Almost all evidence of our home’s existence is gone, save the growing text record of hundreds of messages of concern, condolences and offers to help — and my grateful responses, each one punctuated by jokes and deflecting. It’s bad enough that I feel like crap, no need to bring anybody else down with me.

Altadena as seen from the White City Ruins hike, because what’s the point in exercise if you don’t document and share? Mikey O’Connell

And that’s part of what’s so tough to digest in all of this. My brief tenure in Altadena was marked by an unflattering shift in personality. I’ve spent too much time letting concerns about money pickle an otherwise dream of a life. This is a universal issue, but it is particularly prevalent in L.A. where so many of us constantly compare ourselves to those who have more money, bigger homes, cooler ZIP codes and, at least ostensibly, better careers. I worry about how an increasingly obvious wealth gap colors my longest and dearest relationships. In reality, none of the countless people now reaching out — and helping in ways that are redefining my idea of generosity — have ever considered it.

My friends didn’t care that Amir and I rented an apartment owned by his dear and generous parents. But I took my misplaced insecurities out on that apartment. I complained about not having a yard. I complained about the lack of natural light on the first floor. I complained about all of Altadena’s inexplicable leaf blower fetish. And sweet baby Jesus did I complain about my commute.

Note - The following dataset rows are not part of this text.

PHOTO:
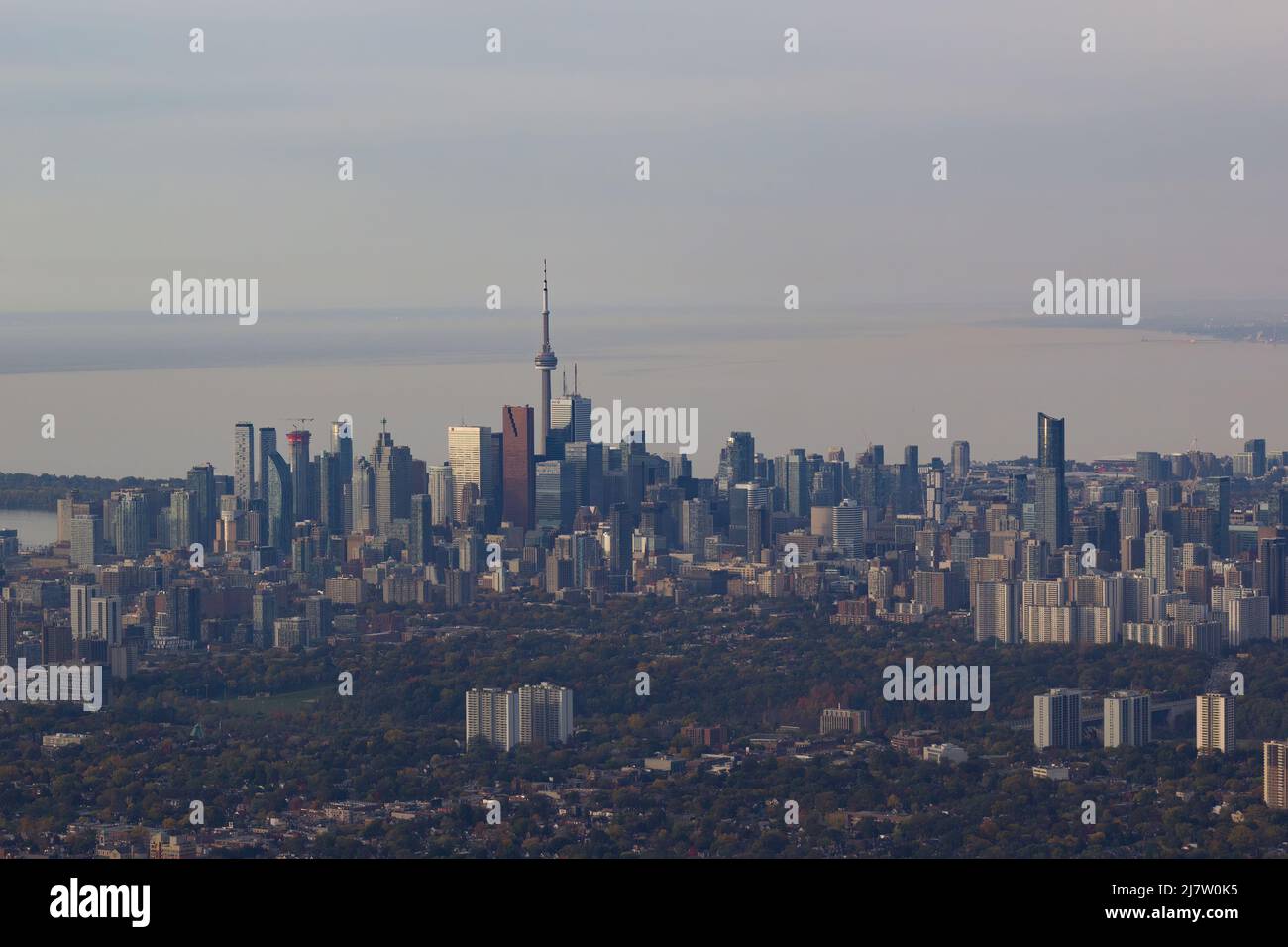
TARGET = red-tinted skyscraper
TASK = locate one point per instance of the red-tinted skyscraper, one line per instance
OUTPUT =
(518, 467)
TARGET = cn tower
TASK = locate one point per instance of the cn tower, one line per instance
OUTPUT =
(545, 363)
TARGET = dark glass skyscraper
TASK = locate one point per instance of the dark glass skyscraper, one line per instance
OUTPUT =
(267, 445)
(303, 508)
(518, 470)
(1052, 499)
(201, 484)
(281, 502)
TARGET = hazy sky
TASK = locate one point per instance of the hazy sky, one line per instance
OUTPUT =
(767, 167)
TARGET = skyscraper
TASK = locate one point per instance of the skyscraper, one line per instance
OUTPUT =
(545, 714)
(1219, 499)
(571, 414)
(737, 462)
(545, 363)
(342, 446)
(518, 467)
(132, 525)
(1127, 719)
(469, 451)
(442, 492)
(201, 484)
(244, 463)
(1057, 719)
(1052, 499)
(86, 540)
(492, 715)
(587, 459)
(82, 609)
(267, 445)
(1275, 774)
(1158, 558)
(961, 460)
(300, 457)
(799, 476)
(1210, 723)
(391, 468)
(281, 502)
(554, 495)
(421, 545)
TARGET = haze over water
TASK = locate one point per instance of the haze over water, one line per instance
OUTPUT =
(811, 380)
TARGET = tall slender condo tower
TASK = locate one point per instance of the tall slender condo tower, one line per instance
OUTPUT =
(545, 363)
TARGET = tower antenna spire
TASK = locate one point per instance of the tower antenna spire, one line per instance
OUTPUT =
(545, 363)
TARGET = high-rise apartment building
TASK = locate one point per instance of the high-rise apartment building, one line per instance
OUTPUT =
(244, 463)
(1210, 723)
(1127, 719)
(492, 715)
(1275, 774)
(1057, 719)
(518, 467)
(545, 714)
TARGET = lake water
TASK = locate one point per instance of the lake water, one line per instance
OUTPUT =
(154, 406)
(35, 527)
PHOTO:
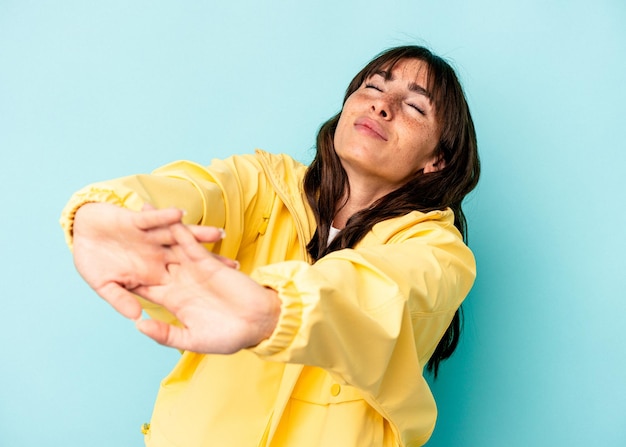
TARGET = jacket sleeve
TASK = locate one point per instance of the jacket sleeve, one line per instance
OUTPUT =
(372, 315)
(222, 195)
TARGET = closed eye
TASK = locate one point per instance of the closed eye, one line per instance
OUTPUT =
(374, 87)
(419, 109)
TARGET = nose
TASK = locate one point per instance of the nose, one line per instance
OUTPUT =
(382, 106)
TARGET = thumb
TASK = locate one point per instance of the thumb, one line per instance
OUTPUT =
(163, 333)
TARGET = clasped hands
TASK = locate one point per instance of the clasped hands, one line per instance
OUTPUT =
(152, 254)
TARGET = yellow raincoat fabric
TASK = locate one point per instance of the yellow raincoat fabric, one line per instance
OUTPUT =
(344, 366)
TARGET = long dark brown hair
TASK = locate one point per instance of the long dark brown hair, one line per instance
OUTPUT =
(326, 182)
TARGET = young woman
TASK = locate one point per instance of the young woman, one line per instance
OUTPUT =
(307, 301)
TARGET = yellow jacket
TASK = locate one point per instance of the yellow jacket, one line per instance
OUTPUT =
(344, 365)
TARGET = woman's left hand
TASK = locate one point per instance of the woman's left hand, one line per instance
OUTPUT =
(221, 309)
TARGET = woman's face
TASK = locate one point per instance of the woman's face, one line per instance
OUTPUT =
(388, 130)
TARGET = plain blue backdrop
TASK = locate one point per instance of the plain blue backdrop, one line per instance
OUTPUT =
(94, 90)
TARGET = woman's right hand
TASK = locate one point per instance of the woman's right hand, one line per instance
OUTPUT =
(117, 250)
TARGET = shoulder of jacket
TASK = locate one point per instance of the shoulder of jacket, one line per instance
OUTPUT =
(414, 224)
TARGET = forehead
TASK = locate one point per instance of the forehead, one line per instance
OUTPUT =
(410, 71)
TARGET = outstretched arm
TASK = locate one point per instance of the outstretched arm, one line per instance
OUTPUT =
(221, 309)
(116, 250)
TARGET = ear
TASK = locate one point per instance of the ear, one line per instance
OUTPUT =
(436, 163)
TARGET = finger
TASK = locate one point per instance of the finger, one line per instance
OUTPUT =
(189, 247)
(121, 300)
(153, 218)
(163, 333)
(233, 264)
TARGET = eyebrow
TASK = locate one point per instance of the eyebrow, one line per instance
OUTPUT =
(412, 85)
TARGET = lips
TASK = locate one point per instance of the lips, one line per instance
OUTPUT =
(371, 127)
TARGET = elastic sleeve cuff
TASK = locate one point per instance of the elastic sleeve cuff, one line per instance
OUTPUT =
(89, 195)
(290, 319)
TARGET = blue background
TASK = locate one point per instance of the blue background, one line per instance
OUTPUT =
(94, 90)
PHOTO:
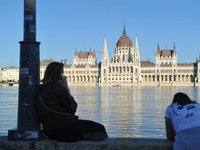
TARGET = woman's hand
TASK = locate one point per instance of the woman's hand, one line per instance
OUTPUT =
(170, 132)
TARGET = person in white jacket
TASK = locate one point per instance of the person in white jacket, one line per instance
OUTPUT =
(182, 121)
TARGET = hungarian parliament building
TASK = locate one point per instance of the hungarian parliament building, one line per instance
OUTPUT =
(126, 69)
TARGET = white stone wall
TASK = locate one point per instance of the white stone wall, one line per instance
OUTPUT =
(10, 73)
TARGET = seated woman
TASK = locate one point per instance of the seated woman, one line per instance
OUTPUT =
(56, 109)
(182, 119)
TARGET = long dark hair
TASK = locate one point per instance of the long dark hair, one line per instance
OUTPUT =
(182, 99)
(53, 72)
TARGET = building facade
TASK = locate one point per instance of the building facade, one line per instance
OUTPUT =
(10, 74)
(126, 69)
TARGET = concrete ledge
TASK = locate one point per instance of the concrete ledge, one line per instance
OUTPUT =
(108, 144)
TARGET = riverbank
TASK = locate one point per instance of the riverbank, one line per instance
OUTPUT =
(108, 144)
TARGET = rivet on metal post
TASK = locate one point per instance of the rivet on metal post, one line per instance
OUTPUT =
(28, 125)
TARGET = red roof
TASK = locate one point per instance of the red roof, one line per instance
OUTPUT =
(124, 41)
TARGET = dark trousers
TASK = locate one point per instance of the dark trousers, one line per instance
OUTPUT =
(82, 130)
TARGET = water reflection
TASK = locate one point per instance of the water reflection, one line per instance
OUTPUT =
(125, 111)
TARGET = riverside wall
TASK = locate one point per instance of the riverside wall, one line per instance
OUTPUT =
(108, 144)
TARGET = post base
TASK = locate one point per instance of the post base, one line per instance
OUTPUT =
(24, 135)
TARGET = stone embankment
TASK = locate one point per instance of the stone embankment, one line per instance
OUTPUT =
(108, 144)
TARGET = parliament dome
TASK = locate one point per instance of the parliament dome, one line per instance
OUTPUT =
(124, 40)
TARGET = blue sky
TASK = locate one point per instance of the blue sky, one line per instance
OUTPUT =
(64, 25)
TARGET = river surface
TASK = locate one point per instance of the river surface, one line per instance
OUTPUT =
(124, 111)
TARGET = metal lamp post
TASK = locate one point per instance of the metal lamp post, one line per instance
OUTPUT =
(28, 126)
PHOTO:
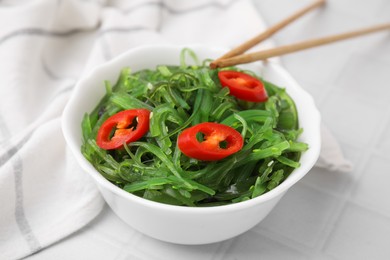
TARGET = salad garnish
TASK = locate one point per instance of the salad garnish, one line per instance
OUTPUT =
(142, 150)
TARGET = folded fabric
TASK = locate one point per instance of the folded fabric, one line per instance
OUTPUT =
(45, 46)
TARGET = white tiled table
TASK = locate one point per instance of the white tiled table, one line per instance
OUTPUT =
(327, 215)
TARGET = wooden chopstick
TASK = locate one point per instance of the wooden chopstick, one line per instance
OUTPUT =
(262, 55)
(271, 31)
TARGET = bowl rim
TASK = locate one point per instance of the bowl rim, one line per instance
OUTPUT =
(294, 177)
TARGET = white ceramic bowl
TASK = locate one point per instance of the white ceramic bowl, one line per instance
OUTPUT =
(179, 224)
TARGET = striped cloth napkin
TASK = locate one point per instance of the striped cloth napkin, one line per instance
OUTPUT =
(45, 46)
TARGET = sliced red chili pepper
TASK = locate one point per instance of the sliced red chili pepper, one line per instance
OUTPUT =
(209, 141)
(123, 127)
(243, 86)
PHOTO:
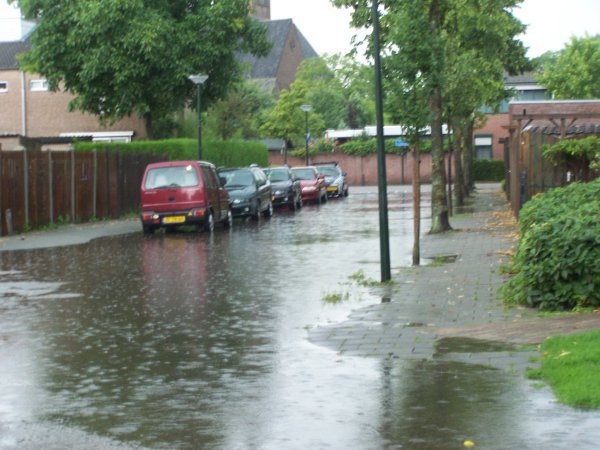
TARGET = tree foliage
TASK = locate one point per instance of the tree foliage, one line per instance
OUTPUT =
(241, 113)
(124, 56)
(575, 72)
(443, 58)
(336, 89)
(287, 120)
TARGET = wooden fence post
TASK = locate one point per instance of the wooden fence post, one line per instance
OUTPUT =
(95, 186)
(26, 186)
(72, 153)
(50, 188)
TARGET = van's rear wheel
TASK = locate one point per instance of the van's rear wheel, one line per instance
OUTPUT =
(209, 224)
(228, 222)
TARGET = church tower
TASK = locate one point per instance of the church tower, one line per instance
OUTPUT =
(261, 9)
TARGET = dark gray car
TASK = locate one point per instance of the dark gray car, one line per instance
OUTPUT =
(286, 188)
(249, 190)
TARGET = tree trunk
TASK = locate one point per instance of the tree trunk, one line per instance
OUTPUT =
(468, 157)
(459, 191)
(439, 198)
(416, 185)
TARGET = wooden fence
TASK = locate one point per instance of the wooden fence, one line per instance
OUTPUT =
(531, 173)
(39, 188)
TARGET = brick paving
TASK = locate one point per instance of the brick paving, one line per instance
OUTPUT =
(452, 308)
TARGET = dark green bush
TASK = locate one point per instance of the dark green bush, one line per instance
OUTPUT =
(557, 264)
(488, 170)
(220, 153)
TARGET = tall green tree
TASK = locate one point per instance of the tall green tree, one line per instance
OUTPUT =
(335, 88)
(134, 56)
(445, 32)
(287, 121)
(241, 113)
(575, 72)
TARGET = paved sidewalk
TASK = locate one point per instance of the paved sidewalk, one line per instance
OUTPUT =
(440, 308)
(69, 235)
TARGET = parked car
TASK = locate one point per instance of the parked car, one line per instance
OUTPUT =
(286, 188)
(250, 192)
(335, 179)
(179, 193)
(311, 183)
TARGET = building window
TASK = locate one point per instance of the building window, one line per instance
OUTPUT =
(483, 147)
(38, 85)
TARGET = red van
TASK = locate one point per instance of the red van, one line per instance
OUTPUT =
(178, 193)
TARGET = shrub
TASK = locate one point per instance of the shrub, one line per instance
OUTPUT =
(557, 263)
(220, 153)
(488, 170)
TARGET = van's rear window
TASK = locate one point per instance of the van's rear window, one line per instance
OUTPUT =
(165, 177)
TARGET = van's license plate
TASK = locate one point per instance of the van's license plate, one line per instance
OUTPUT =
(174, 219)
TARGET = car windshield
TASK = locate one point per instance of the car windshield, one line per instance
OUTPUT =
(305, 174)
(329, 171)
(237, 178)
(178, 176)
(279, 175)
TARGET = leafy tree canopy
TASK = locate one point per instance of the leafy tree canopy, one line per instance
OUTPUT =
(123, 56)
(575, 72)
(241, 113)
(287, 120)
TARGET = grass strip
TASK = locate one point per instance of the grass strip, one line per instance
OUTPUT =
(571, 366)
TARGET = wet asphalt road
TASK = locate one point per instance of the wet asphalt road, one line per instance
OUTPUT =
(189, 340)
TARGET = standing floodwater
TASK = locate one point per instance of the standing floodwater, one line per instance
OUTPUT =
(188, 340)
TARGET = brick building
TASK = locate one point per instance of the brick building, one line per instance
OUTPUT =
(29, 109)
(488, 139)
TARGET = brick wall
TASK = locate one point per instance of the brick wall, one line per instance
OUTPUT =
(494, 126)
(362, 171)
(47, 112)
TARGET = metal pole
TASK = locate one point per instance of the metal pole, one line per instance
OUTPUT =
(306, 136)
(199, 126)
(384, 235)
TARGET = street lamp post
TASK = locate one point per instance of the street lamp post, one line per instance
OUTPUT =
(199, 80)
(306, 109)
(384, 234)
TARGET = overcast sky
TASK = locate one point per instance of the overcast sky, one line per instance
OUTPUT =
(551, 23)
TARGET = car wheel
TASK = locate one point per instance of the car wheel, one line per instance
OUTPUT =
(228, 222)
(256, 213)
(209, 224)
(269, 211)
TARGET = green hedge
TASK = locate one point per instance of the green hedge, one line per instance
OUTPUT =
(488, 170)
(557, 264)
(220, 153)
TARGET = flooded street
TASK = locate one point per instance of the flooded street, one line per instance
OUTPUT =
(185, 340)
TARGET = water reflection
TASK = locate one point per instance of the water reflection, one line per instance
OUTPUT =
(186, 340)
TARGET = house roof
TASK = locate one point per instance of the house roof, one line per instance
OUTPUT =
(9, 52)
(277, 33)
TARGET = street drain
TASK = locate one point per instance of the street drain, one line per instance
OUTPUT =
(439, 260)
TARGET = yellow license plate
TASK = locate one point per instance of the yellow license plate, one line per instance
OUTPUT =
(174, 219)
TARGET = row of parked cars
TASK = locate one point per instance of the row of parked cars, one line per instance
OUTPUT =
(180, 193)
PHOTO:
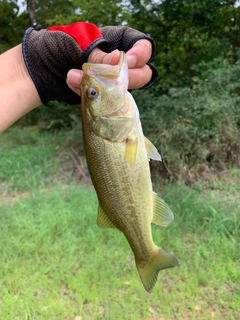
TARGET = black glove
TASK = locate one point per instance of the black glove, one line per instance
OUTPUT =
(50, 53)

I’d bitch about its flaws more than I’d admit that, despite all of them, I loved our home and the unincorporated area around it. 

The Sunday before the fires, packing away Christmas decorations, I really considered my affection for that apartment. I loved that it’s where we hosted Thanksgiving every year, that our friends so often drove from their bigger, more conveniently located houses to share a meal. Even after the most exhausting treks home from the office, the airport or the beach, I was only ever grateful and happy to walk through its door.

At some point, I’ll drive back and sift through what remains, looking for some artifacts of a previous life like the countless others I’ve seen do the same on the news for time immemorial — though I’m not sure what I hope to find. My late grandfather’s ceramic ashtray. The pants that haven’t yet shown up on my American Express statement (and will be out of fashion by summer). A thumb drive clogged with grainy photos from college. The damn rice cooker. Individually, none of these are worth my tears or a whole lot of my time. 

I’ll remind myself of this whenever I second-guess what little I took with me or the extra hours I could’ve spent packing. No lost material possession meant anything on its own, and that shouldn’t change just because they left me en masse. I’ll think about how much I loved that home and how lucky I am to know there’ll eventually be another one to love after it — maybe even in inconvenient Altadena. And the first time this strategy inevitably falters, I’ll head back to the theater, watch that CGI chimp sing and have a good cry.